È dunque indubbia la centralità della Domenica.

 

Ma qual è il risvolto fenomenologico?

Da una parte i riti del Triduo rischiano la riduzione ai riti popolari; dall’altra la Pasqua rischia di essere ridotta ad una sola Domenica.

Alcuni rischi sono ormai evidenti.

Se è vero che i riti popolari aiutano a “decostruire” e “costruire” l’identità sociale, è vero pure che rischiano di assimilare in sé tutta la “Pasqua” nella scansione riduttiva del Venerdì di Passione o nel Volo dell’Angelo

D’altro canto: alcuni riti pasquali tradizionali, soprattutto quelli fuori dalla liturgia (come la Via crucis) chiedono una preparazione che insieme “concentra”, “unisce” mentre potrebbero “distrarre” e “confondere”. L’equilibrio non è facile sebbene possibile quanto auspicabile.

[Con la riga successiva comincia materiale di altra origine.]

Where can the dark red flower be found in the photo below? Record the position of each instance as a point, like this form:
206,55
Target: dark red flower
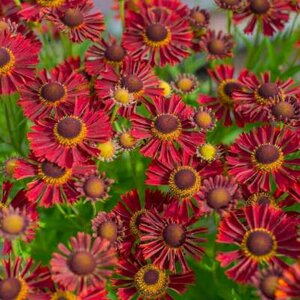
70,138
76,19
157,34
18,59
273,14
258,93
85,263
263,153
223,105
147,281
169,125
262,234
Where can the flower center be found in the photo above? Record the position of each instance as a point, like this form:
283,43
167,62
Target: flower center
73,18
151,282
259,7
283,109
132,83
218,198
216,46
82,263
53,92
10,289
7,60
108,230
94,187
269,285
12,224
174,235
115,53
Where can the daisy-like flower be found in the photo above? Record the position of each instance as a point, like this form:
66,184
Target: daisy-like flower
185,84
218,194
94,186
148,281
266,282
262,234
76,19
223,105
258,93
273,14
157,34
168,126
52,92
18,59
70,138
22,280
217,45
102,54
130,210
168,240
289,285
109,226
85,263
257,156
135,81
50,184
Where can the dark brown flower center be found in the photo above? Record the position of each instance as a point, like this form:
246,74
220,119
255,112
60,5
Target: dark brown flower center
115,53
94,187
69,127
283,109
259,243
259,7
132,83
218,198
73,18
269,285
166,123
267,154
268,90
174,235
53,91
156,32
4,57
82,263
184,179
108,230
231,87
151,276
52,170
10,288
216,46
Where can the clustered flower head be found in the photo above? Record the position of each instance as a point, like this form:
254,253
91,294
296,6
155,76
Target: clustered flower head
157,167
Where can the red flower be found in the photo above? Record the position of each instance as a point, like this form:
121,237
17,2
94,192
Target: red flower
223,105
50,183
75,19
255,96
18,59
53,92
157,34
289,285
262,153
147,281
168,240
84,264
168,126
22,280
262,234
70,138
135,81
273,14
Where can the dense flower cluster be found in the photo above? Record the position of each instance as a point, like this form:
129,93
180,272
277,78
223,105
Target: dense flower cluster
116,101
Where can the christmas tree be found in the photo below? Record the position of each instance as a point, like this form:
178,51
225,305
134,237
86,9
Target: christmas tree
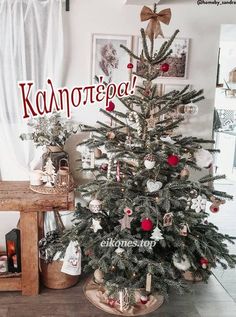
146,222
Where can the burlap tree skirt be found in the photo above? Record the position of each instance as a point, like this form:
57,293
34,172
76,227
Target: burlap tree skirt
97,296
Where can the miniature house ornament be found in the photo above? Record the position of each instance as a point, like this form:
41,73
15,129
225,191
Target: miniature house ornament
36,178
63,174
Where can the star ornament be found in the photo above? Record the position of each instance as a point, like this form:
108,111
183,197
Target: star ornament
198,204
125,222
167,140
156,234
96,225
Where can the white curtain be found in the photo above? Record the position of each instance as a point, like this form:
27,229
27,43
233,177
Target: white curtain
31,48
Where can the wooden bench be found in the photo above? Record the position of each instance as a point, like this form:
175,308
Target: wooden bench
17,196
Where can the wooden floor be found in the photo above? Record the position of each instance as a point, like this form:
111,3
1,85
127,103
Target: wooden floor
215,299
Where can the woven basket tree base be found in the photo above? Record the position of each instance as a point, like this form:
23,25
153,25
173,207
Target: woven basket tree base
188,276
96,295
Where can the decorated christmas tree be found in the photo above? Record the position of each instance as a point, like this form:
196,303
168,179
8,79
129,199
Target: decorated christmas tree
146,223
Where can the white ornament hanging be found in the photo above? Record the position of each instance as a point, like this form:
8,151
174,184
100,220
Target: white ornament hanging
95,206
203,158
72,260
153,186
156,235
124,300
183,263
134,117
98,276
198,204
167,140
96,225
149,161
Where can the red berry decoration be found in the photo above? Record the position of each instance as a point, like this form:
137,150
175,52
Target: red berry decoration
111,302
144,299
173,160
214,208
147,224
130,66
128,211
104,167
204,263
165,67
111,106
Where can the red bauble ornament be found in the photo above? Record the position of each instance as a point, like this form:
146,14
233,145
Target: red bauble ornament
147,224
104,167
165,67
130,66
204,263
173,160
214,208
111,302
144,299
111,106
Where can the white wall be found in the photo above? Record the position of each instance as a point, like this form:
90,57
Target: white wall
199,23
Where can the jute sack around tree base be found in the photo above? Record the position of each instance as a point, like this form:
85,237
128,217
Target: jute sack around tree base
96,294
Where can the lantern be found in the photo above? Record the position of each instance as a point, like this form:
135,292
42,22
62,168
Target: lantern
63,174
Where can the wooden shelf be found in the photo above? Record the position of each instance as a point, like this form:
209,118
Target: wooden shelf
17,196
10,283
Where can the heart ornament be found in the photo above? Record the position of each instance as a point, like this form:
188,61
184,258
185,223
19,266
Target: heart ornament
153,186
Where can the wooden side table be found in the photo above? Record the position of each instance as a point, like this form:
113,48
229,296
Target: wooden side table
17,196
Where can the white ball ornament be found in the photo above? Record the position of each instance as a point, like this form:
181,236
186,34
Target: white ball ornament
191,109
95,206
203,158
182,264
149,161
98,276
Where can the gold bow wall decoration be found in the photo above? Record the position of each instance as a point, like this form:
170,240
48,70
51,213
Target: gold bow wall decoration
154,25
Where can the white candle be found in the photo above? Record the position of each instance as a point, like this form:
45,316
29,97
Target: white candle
36,178
3,264
121,300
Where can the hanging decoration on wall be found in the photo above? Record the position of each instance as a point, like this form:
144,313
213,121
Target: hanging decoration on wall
96,225
125,221
168,219
199,203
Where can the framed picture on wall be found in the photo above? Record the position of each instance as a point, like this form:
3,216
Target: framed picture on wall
178,60
170,87
109,59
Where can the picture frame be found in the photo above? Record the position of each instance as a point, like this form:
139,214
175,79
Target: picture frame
178,60
109,59
166,88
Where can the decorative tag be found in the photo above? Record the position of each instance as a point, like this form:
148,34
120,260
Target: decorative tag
149,282
125,222
168,219
72,260
118,172
184,230
153,186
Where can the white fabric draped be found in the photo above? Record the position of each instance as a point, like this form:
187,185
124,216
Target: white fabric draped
31,48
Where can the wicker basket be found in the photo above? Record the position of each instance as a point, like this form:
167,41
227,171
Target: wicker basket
53,278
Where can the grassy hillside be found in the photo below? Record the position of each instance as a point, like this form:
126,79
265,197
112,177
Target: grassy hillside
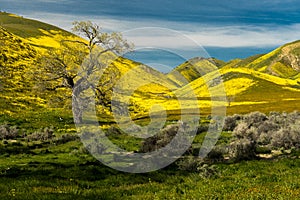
282,62
24,40
191,70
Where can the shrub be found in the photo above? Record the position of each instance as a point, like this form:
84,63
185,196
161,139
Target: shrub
66,138
202,128
42,135
8,132
242,149
255,118
286,138
216,154
164,137
231,122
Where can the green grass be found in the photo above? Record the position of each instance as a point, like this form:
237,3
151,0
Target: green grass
26,28
63,171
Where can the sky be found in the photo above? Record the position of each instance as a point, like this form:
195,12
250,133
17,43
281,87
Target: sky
168,32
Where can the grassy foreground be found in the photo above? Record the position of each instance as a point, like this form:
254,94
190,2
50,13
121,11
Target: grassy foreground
61,169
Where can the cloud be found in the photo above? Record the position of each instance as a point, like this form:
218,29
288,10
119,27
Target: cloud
184,35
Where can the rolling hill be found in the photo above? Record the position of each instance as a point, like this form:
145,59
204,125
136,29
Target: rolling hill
265,83
23,40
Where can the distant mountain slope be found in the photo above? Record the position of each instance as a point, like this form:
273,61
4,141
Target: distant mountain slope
282,62
22,40
191,70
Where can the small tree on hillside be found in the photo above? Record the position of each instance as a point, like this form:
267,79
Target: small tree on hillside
76,64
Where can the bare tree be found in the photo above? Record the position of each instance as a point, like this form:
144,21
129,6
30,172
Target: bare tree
79,62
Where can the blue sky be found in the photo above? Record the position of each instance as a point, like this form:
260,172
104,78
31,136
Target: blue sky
225,29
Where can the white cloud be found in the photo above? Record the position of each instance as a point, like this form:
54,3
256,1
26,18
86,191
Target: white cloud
186,34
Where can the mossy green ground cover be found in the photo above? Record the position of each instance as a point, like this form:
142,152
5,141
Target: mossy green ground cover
63,171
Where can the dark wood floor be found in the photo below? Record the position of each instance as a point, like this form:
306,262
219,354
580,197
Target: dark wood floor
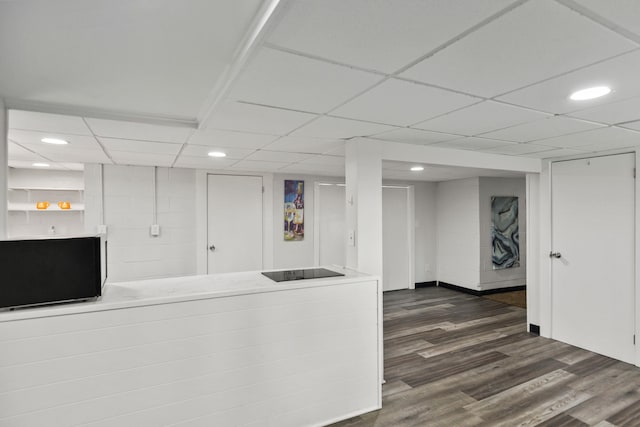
454,360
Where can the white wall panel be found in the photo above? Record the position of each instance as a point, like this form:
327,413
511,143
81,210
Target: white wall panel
284,357
458,232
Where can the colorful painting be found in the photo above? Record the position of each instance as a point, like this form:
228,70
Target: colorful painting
293,210
505,240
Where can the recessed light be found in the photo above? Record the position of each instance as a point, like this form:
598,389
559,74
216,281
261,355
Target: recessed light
56,141
590,93
217,154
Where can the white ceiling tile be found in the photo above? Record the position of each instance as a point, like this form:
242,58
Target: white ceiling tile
259,166
632,125
55,123
400,170
615,112
253,118
304,145
324,161
340,151
307,169
138,131
377,35
151,57
538,40
518,149
206,162
479,118
73,166
203,150
414,136
291,81
142,159
335,127
16,152
624,13
276,156
560,152
223,138
35,137
26,164
473,143
130,145
82,154
595,140
541,129
620,74
402,103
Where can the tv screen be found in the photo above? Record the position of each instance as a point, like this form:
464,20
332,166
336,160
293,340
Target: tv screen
45,271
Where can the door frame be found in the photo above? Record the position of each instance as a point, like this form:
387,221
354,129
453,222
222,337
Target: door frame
410,224
201,217
546,239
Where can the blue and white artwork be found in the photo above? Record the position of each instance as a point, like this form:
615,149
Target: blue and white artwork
505,240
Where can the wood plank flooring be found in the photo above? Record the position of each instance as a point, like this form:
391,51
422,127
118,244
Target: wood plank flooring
456,360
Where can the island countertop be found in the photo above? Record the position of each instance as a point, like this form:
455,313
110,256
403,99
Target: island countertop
140,293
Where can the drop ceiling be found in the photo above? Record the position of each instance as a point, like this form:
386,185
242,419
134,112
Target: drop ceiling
282,89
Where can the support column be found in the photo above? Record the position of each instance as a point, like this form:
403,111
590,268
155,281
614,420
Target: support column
4,168
363,174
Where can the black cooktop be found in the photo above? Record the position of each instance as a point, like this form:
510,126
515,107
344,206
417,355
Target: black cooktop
310,273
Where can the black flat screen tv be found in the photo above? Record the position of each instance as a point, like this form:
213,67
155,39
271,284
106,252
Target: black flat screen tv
48,271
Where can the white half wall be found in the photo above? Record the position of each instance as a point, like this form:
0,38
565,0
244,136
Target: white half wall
516,276
458,232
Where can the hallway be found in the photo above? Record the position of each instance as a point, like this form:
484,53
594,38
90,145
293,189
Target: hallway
453,359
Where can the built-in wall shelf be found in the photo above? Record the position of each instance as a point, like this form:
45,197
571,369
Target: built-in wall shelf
28,187
47,188
31,207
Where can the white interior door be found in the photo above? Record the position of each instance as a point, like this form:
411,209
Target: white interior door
395,239
331,220
593,256
234,223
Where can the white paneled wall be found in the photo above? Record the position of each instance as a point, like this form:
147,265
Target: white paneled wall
288,358
490,278
128,212
458,220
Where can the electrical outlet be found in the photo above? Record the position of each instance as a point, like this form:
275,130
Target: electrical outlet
351,237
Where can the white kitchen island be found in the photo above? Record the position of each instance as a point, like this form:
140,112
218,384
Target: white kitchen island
233,349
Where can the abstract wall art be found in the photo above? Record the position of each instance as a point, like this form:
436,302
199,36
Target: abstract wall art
505,240
293,210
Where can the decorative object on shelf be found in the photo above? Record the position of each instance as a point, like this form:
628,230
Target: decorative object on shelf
505,238
293,210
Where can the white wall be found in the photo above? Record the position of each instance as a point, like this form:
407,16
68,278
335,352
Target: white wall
425,228
458,232
133,253
490,278
38,223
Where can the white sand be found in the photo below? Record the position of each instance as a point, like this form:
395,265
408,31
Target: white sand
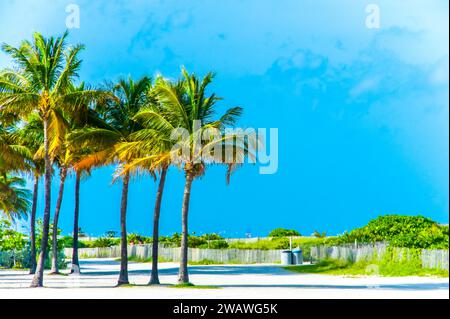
234,282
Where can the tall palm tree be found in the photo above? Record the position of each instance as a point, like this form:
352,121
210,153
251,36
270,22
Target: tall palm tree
185,105
44,70
146,145
118,116
14,197
31,136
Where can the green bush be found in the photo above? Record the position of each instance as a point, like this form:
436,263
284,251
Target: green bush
401,231
281,232
137,239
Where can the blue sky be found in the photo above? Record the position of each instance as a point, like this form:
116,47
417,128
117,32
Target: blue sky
362,113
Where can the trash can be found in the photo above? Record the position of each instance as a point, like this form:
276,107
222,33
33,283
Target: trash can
297,257
286,257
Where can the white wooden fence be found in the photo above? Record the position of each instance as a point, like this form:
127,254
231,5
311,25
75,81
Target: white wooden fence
433,259
239,256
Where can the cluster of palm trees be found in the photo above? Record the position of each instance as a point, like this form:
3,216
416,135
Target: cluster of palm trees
49,124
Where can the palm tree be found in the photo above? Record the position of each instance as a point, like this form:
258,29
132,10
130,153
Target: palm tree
146,145
185,105
32,137
45,68
103,142
14,197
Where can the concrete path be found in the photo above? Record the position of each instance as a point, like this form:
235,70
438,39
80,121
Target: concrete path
231,281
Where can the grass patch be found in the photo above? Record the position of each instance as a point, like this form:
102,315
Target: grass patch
365,268
145,260
204,262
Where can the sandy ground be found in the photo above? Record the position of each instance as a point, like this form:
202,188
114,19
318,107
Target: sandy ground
232,281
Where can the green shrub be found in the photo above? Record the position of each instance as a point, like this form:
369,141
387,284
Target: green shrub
137,239
103,242
401,231
281,232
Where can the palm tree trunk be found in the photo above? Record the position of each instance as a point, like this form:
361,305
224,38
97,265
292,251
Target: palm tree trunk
75,262
33,226
154,279
62,176
123,276
183,276
38,279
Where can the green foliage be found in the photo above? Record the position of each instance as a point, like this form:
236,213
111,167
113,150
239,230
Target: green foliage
317,234
282,232
401,231
387,266
211,241
137,239
10,240
102,242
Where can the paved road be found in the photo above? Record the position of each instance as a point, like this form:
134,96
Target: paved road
232,281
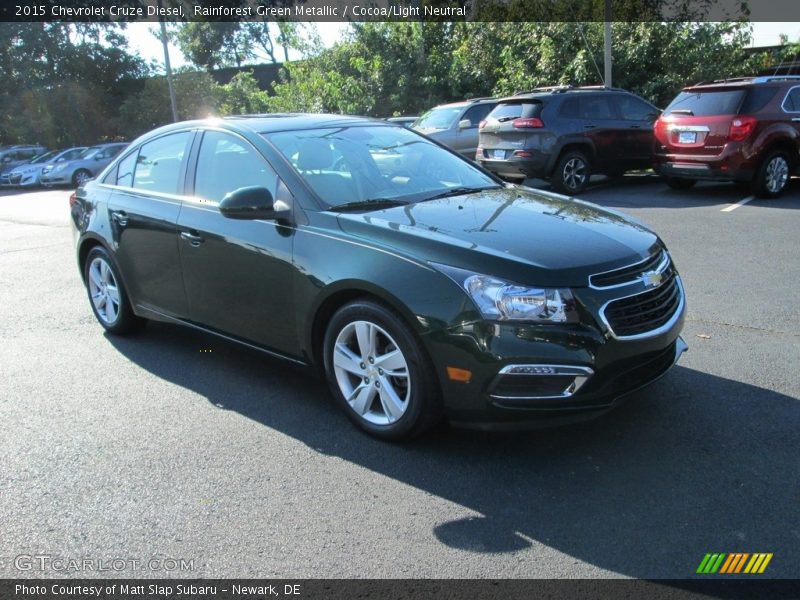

Rimane però un altro dato: la Pasqua rischia la riduzione alla sola Domenica di Pasqua unitamente a tutto il Triduo. Se è ritualmente conveniente che la Pasqua venga celebrata almeno una volta l’anno nella sua “estensione” del Triduo e nella sua prolungazione dell’Ottava, è anche vero che la spiritualità cristiana rischia di perdere di vista la forza della celebrazione domenicale in quanto pasquale. Anche qui l’equilibrio non è facile: ma oltre ad essere possibile rimane necessario per una spiritualità cristiana che non si combini ai soli ritmi stagionali o alle grandi e sensazionalistiche celebrazioni (e consumistici).

L’altro rischio è quello di aumentare il divario tra chierici e laici poiché questi ultimi potrebbero essere portati a vedere nella Pasqua annuale (e nel Natale –anticamente ripreso solo come evento “pasquale”–) il momento di maggior coinvolgimento ad una “partecipazione attiva” che, al contrario, chiede una continua autoconsapevolezza del dono originario.

La spiritualità cristiana è profondamente pasquale: è un vivere in un dono che sovrasta, che anticipa e libera. La spiritualità cristiana ha bisogno di immergersi continuamente in un dono originario che libera, non solo una volta l’anno.

Ridurre la Pasqua ai “pasqualini” rimane una possibile ambiguità dei riti e della spiritualità moderna in unepoca in cui la struttura sociale (passando dalla società chiusa a quella aperta) non garantisce più narrazioni forti e stabili per l’identità sociale e personale.

Questo non significa però relativizzare o sminuire la forza del Triduo e i suoi riti (o anche di quelli fuori dalla liturgia): l’impegno ecclesiale rimane quello di offrire possibili luoghi di esperienza per radicalizzare le identità battesimali in modo che ciascuno viva la Santa Pasqua in modi diversi, in tempi diversi, una volta al giorno, una volta a settimana, una volta l’anno… per potersi riconoscere nel Cristo, morto e risorto per noi, che ci ha riconosciuto nel Padre con la sua Pasqua.